Gue berdecak pelan, "Oh, ternyata lo masih nganggep gue sebagai temen ya!" sindir gue padanya.
Gue kemudian menatap keduanya dengan tatapan dingin. "Kalau gitu gue pergi dulu deh. Sorry udah ngeganggu kencan kalian, have fun ya!"
Gue pergi begitu saja. Teriakkan Icha yang memanggil nama gue, gak gue hiraukan.
Dada gue rasanya sesek. Perasaan gue campur aduk sekarang, dan gue gak tahu kenapa. Apa gue marah pada Icha yang tidak menganggap gue temennya?
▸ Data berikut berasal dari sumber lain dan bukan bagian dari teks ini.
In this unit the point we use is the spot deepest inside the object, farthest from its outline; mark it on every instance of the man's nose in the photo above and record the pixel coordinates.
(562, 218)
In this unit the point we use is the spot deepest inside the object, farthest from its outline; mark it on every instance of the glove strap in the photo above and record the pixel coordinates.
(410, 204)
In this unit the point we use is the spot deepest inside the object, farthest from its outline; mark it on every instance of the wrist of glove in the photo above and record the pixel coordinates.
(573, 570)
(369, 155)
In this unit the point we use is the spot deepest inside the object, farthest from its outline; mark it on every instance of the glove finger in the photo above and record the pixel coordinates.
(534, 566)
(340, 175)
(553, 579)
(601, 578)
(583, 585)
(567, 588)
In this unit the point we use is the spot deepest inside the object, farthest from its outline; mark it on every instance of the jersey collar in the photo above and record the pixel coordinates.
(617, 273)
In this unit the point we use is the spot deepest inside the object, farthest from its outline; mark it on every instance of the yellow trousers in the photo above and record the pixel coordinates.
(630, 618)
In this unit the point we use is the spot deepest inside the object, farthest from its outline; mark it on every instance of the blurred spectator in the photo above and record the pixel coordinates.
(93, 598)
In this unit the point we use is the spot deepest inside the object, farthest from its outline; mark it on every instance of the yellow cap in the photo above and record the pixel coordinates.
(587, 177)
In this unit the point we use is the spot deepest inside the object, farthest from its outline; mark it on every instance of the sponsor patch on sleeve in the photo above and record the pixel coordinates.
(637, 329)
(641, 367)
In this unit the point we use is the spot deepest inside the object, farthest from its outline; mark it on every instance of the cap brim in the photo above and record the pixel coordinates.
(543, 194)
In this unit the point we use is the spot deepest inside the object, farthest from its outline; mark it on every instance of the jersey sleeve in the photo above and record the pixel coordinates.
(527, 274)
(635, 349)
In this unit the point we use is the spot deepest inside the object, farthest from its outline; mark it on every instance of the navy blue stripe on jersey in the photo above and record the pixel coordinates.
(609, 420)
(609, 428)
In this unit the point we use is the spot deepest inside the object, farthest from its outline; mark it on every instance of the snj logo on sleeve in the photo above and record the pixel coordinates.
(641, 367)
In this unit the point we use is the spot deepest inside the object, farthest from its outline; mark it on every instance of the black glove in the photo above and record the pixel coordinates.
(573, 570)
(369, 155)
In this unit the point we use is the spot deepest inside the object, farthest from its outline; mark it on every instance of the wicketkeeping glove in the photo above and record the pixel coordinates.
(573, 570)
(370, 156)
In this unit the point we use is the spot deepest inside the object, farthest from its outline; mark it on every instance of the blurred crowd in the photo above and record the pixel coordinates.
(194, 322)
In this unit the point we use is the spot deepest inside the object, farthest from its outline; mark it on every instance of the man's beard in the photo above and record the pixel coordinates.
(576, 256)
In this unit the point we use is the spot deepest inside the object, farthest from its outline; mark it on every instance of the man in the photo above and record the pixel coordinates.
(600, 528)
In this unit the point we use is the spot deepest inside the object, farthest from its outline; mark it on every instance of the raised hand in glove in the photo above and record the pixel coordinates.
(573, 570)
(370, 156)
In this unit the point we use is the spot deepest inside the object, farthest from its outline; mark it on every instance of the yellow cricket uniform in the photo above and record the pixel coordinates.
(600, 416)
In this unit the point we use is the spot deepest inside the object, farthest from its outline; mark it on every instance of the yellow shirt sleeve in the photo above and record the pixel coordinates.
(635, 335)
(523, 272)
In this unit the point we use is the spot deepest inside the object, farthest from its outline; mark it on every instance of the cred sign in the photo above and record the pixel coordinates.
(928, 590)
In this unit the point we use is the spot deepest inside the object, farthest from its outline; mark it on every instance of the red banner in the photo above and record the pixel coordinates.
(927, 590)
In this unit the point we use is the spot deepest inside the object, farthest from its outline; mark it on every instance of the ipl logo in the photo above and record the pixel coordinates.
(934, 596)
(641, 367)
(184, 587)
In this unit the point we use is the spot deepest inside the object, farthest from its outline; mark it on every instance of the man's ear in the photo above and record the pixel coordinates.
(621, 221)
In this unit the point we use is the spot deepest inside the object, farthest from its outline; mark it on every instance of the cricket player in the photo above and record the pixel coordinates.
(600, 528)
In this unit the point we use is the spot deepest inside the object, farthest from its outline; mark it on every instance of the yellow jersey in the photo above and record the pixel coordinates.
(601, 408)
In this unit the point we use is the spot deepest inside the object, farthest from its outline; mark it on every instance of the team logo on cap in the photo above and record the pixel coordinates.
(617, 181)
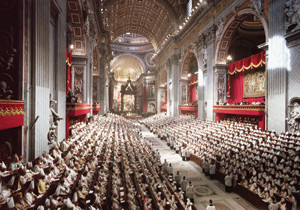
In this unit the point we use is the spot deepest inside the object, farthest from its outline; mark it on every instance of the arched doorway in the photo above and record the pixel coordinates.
(189, 85)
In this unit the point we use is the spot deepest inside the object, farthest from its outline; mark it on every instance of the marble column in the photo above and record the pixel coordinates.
(169, 87)
(102, 81)
(196, 49)
(160, 91)
(175, 83)
(183, 96)
(276, 106)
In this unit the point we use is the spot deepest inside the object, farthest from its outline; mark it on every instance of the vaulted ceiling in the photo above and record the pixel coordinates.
(127, 67)
(153, 19)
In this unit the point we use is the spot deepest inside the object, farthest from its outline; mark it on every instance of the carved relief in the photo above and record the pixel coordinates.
(257, 5)
(292, 12)
(293, 119)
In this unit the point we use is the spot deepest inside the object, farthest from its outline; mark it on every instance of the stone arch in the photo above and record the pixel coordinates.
(129, 54)
(186, 63)
(125, 66)
(229, 29)
(78, 22)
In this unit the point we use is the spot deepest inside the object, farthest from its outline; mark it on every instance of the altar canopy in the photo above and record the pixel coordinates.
(251, 70)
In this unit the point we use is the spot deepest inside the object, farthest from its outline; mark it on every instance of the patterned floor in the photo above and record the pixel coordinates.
(206, 188)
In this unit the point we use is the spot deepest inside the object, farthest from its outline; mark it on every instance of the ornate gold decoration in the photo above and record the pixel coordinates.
(11, 111)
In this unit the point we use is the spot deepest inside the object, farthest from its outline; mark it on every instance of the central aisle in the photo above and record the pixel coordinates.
(205, 188)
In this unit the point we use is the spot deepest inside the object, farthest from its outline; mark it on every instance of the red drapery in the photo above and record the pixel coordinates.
(236, 92)
(69, 64)
(235, 76)
(192, 86)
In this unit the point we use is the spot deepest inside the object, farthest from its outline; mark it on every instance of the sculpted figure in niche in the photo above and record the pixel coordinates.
(294, 118)
(257, 5)
(54, 118)
(7, 60)
(220, 29)
(5, 94)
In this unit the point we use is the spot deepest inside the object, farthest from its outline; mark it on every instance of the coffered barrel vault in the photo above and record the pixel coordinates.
(154, 19)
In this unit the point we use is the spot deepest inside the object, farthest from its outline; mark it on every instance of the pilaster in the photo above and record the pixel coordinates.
(277, 67)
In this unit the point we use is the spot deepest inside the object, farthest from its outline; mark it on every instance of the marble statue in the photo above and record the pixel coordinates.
(54, 118)
(294, 117)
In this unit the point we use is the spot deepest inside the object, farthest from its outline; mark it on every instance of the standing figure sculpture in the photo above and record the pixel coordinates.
(294, 117)
(54, 118)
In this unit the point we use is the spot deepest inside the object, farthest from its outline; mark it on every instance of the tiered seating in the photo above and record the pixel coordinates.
(262, 162)
(103, 165)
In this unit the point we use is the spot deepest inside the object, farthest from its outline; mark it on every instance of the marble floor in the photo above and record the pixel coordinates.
(205, 188)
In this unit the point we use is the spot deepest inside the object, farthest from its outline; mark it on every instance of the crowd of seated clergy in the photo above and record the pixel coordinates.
(265, 163)
(105, 163)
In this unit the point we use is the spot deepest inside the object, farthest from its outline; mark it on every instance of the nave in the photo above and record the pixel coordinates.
(205, 188)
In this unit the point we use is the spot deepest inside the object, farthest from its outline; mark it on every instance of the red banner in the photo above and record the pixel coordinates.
(11, 114)
(253, 61)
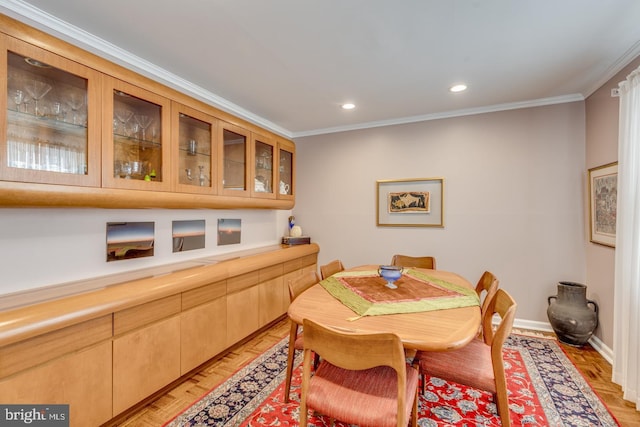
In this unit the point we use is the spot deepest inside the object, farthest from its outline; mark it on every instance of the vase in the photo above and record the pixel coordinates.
(573, 317)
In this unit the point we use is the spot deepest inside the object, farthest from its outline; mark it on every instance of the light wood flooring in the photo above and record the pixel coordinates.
(174, 399)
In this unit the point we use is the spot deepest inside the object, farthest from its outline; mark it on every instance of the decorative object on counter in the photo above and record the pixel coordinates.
(569, 314)
(193, 147)
(301, 240)
(229, 231)
(284, 187)
(296, 231)
(390, 273)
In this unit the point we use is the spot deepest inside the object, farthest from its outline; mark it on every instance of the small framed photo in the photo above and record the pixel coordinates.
(410, 202)
(603, 198)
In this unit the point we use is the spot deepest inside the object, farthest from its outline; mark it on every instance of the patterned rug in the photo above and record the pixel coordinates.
(545, 389)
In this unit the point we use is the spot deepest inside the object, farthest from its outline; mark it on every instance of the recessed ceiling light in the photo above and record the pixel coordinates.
(458, 88)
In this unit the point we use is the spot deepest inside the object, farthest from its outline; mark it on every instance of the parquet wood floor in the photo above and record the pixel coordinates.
(164, 406)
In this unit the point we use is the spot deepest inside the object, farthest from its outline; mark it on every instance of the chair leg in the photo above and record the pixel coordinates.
(502, 403)
(414, 412)
(292, 339)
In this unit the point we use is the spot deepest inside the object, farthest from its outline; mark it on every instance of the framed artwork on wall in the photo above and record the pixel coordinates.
(603, 198)
(411, 202)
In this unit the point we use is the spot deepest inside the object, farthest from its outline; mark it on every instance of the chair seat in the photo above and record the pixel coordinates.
(299, 342)
(340, 392)
(475, 357)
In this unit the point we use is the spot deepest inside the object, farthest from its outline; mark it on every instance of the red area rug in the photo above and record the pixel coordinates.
(545, 389)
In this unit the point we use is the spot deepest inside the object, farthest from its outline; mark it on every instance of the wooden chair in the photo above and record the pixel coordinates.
(410, 261)
(296, 340)
(331, 268)
(479, 364)
(487, 285)
(363, 378)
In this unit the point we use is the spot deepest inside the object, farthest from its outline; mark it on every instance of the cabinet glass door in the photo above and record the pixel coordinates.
(286, 170)
(51, 109)
(136, 128)
(234, 154)
(195, 134)
(263, 170)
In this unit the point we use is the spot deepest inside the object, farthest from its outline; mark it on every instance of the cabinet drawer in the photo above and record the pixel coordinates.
(244, 281)
(37, 350)
(135, 317)
(203, 294)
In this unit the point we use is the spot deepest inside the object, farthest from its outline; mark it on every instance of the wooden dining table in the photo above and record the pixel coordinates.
(434, 330)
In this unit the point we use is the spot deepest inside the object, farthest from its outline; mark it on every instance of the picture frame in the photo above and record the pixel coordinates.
(603, 195)
(410, 202)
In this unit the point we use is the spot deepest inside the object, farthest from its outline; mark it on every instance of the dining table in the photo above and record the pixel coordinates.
(432, 310)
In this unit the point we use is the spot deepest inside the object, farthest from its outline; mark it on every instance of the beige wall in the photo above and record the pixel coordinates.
(514, 196)
(602, 148)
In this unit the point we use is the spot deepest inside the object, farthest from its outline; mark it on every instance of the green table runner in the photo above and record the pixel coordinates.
(365, 293)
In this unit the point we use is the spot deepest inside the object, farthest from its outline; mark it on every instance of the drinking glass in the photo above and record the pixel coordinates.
(123, 115)
(37, 89)
(144, 121)
(75, 100)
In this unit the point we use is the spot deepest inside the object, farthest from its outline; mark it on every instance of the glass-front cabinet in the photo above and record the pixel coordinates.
(263, 176)
(286, 170)
(195, 150)
(51, 131)
(136, 135)
(234, 156)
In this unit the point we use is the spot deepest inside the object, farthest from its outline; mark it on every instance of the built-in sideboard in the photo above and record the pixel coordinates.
(105, 350)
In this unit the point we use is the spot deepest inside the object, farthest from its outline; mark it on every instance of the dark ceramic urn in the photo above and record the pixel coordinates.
(573, 317)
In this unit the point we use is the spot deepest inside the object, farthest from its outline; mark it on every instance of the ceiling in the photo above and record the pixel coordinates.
(288, 65)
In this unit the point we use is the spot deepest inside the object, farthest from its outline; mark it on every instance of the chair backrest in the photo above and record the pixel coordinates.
(301, 283)
(505, 306)
(331, 268)
(356, 351)
(487, 285)
(411, 261)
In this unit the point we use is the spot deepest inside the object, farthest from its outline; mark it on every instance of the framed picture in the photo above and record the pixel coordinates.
(410, 202)
(603, 198)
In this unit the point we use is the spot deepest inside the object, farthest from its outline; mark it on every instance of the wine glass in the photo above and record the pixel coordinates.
(123, 115)
(18, 98)
(75, 100)
(143, 121)
(37, 89)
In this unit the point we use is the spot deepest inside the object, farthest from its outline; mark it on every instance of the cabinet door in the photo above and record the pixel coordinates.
(144, 361)
(234, 156)
(194, 152)
(52, 108)
(242, 314)
(263, 151)
(286, 170)
(135, 132)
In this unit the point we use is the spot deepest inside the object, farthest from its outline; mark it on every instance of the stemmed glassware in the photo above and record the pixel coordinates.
(18, 98)
(123, 115)
(75, 100)
(144, 121)
(37, 89)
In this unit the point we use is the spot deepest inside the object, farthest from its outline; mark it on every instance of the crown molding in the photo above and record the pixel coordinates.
(50, 24)
(446, 115)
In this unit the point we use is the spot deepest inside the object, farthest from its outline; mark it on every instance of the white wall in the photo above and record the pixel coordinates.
(45, 247)
(514, 196)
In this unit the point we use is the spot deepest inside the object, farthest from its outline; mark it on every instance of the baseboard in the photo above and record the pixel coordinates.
(596, 343)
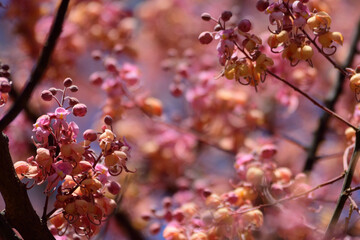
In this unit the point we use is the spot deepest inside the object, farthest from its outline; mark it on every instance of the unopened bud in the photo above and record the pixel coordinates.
(206, 16)
(79, 110)
(46, 95)
(90, 135)
(67, 82)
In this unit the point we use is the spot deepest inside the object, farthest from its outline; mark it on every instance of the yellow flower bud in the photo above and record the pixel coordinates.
(337, 37)
(305, 52)
(355, 81)
(254, 217)
(282, 36)
(273, 41)
(254, 175)
(350, 133)
(319, 20)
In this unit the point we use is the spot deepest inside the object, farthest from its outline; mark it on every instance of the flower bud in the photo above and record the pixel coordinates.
(226, 15)
(350, 133)
(155, 228)
(67, 82)
(108, 120)
(46, 95)
(110, 64)
(244, 25)
(205, 38)
(254, 217)
(90, 135)
(217, 27)
(5, 67)
(153, 106)
(355, 82)
(73, 101)
(206, 16)
(305, 53)
(74, 88)
(273, 41)
(114, 188)
(282, 36)
(53, 91)
(96, 79)
(96, 54)
(254, 175)
(79, 110)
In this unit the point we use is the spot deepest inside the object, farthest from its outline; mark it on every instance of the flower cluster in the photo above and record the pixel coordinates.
(238, 50)
(196, 212)
(290, 38)
(71, 169)
(355, 80)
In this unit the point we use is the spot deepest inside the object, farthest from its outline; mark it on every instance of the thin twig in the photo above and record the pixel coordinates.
(43, 218)
(312, 100)
(330, 102)
(343, 194)
(350, 190)
(355, 206)
(40, 67)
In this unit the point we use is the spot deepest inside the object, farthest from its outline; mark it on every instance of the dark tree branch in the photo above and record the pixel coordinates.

Ataukah cemburu karena Kang Leo berpacaran dengan Icha?
Sejujurnya gue gak masalah kalau Icha beneran pacaran, tapi kenapa harus dengan Kang Leo sih? Kaya gak ada cowok lain aja.
Kang Leo juga, bukankah dia pernah bilang gak akan pacaran karena gak sesuai dengan ajaran agama? Tapi apa buktinya sekarang? Munafik.
Gue merasa di khianati oleh mereka. Gue memang gak punya perasaan khusus terhadap Kang Leo, mungkin gue cemburu sebagai seorang adik yang kehilangan kakaknya.
Tapi gue masih gak habis pikir, kenapa harus Icha dan Kang Leo?! Ahh, hari ini benar-benar menjengkelkan. Rasanya gue seperti istri tua yang menangkap suaminya sedang berselingkuh dengan istri muda saja.
.
.
.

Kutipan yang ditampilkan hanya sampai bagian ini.